Nach Aussage der Inschrift geht die Entstehung des Gemäldes auf eine Idee des Superintendanten der Sankt Petri Kirche, Samuel Dietrich, zurück. Gemalt hat es schließlich Heinrich Krüger im Jahre 1694. Bei der genaueren Betrachtung des Kunstwerks sind darauf nicht nur die Stadt Neuruppin am Rande des Ruppiner Sees mit ihrer wehrhaften mittelalterlichen Stadtmauer, ihrem gotischen Tor samt behelmten Wächter mit seiner spitzen Lanze und die beiden markanten Türme der Klosterkirche Sankt Trinitatis zu sehen, sondern linker Hand können genauer hin Schauende auch das kleine, damals ‚Wütenow’ genannte Dorf Wuthenow erkennen.
Unser vielfach erwähnter Heimatchronist Theodor Fontane überlieferte der interessierten Nachwelt in seinen ‚Wanderungen’, dass „dies[es] seltsame Bild, das nicht nur ‚gemalt’, sondern, ‚wie ein ächtes Kunstwerk’, auch ‚erfunden’ ist, aus zwei Hälften, aus einer realistischen und einer allegorischen besteht (…).“3 Selbstverständlich hat diese detaillierte Stadtansicht nicht nur für künstlerische Liebhaber sondern auch für Mediävisten einigen Aussagewert, weil das mittelalterliche Ruppin bekanntlich bei dem ‚Großen Brand’ von 1787 ein Raub der Flammen geworden war und dessen damalige Stadtsilhouette heute anhand dieses außergewöhnlichen Gemäldes gut rekonstruiert werden kann.

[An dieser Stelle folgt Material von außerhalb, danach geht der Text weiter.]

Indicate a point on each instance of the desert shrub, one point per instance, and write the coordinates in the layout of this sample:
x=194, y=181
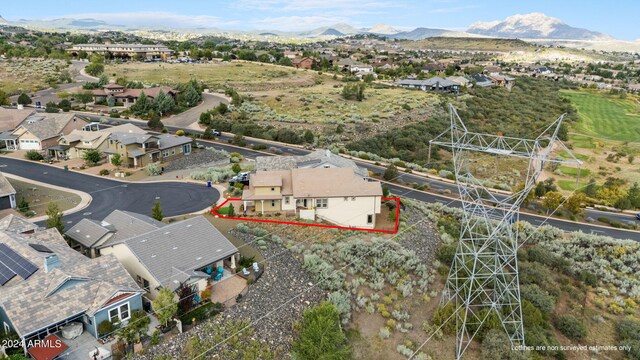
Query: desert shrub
x=571, y=327
x=539, y=298
x=628, y=329
x=323, y=273
x=342, y=301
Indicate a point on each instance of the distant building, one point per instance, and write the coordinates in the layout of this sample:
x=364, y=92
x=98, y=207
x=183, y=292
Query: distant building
x=336, y=195
x=436, y=83
x=128, y=97
x=123, y=50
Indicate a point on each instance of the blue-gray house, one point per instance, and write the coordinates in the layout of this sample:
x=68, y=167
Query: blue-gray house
x=54, y=285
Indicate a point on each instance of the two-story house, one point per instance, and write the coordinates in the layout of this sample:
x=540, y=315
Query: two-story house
x=137, y=150
x=337, y=195
x=73, y=145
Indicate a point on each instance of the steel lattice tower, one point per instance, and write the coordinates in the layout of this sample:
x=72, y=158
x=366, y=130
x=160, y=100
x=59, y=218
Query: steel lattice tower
x=483, y=279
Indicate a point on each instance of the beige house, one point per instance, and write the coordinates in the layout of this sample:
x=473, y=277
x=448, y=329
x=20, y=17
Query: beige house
x=187, y=252
x=73, y=145
x=337, y=195
x=41, y=131
x=139, y=149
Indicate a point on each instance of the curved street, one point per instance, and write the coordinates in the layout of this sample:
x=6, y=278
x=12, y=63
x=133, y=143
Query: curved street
x=176, y=198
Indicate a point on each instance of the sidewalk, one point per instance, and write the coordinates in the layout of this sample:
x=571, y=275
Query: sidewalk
x=85, y=199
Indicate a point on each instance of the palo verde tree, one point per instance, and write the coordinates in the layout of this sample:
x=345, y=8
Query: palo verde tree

Es erstaunt uns zu erfahren, dass an jenem verhängnisvollen Sommerabend, den 26. August 1787, auf der Wuthenower Kirchenkanzel ein gewisser ‚Inspector’ Johann Christoph Schinkel gepredigt hatte, der kein geringerer als der Vater des berühmten Baukünstlers Karl Friedrich Schinkel gewesen war. Als gefragter Augenzeuge erlebte Schinkel senior jenen schicksalsschweren Tag mit, als am gegenüberliegenden Ufer des Ruppiner Sees die heiße Feuersbrunst des ‚Großen Brandes’ fast drei Viertel der mittelalterlichen Bausubstanz Neuruppins unwiederbringlich verzehrt hatte.

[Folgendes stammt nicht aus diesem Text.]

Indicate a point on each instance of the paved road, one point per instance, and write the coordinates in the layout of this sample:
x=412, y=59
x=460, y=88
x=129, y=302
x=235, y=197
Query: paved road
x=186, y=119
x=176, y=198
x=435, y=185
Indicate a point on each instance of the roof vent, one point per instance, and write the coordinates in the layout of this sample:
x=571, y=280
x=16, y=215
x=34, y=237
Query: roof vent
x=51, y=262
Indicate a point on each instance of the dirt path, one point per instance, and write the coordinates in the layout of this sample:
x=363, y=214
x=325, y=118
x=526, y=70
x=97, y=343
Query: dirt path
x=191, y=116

Weiteres Inventar der Schinkelkirche
Zum weiteren Inventar des Gotteshauses gehört ein als Altarleuchter dienendes Leuchterpaar, das um 1840 in Berliner Eisenkunstguss ausgeführt worden war. Vielleicht ist es bekannt, dass die künstlerische Blütezeit der Königlichen Eisengießereien in Berlin ungefähr in den ersten drei Jahrzehnten des 19. Jahrhunderts gelegen hatte. Damals waren neben großen Aufträgen für Öfen, Denkmäler, Bildnisbüsten und Gartenmöbel, auch kleinformatige Geräte angefertigt worden. Allerdings weisen die beiden Wuthenower Altarleuchter schon in die Spätzeit dieser Kunst hin, die sich darin zeigt, dass sie trotz ihres noch immer strengen klassizistischen Stils bereits ein wenig auf die kommende industrielle Massenware hindeuten.
Wuthenow in unserer Zeit
Die Wuthenower Dorfbewohner sind sich in einem Punkt einig, dass sie alle recht gerne in ihrem Ort leben, der schon seit längerer Zeit eine kleine Oase für gestresste und gereizte Stadtmenschen geworden ist.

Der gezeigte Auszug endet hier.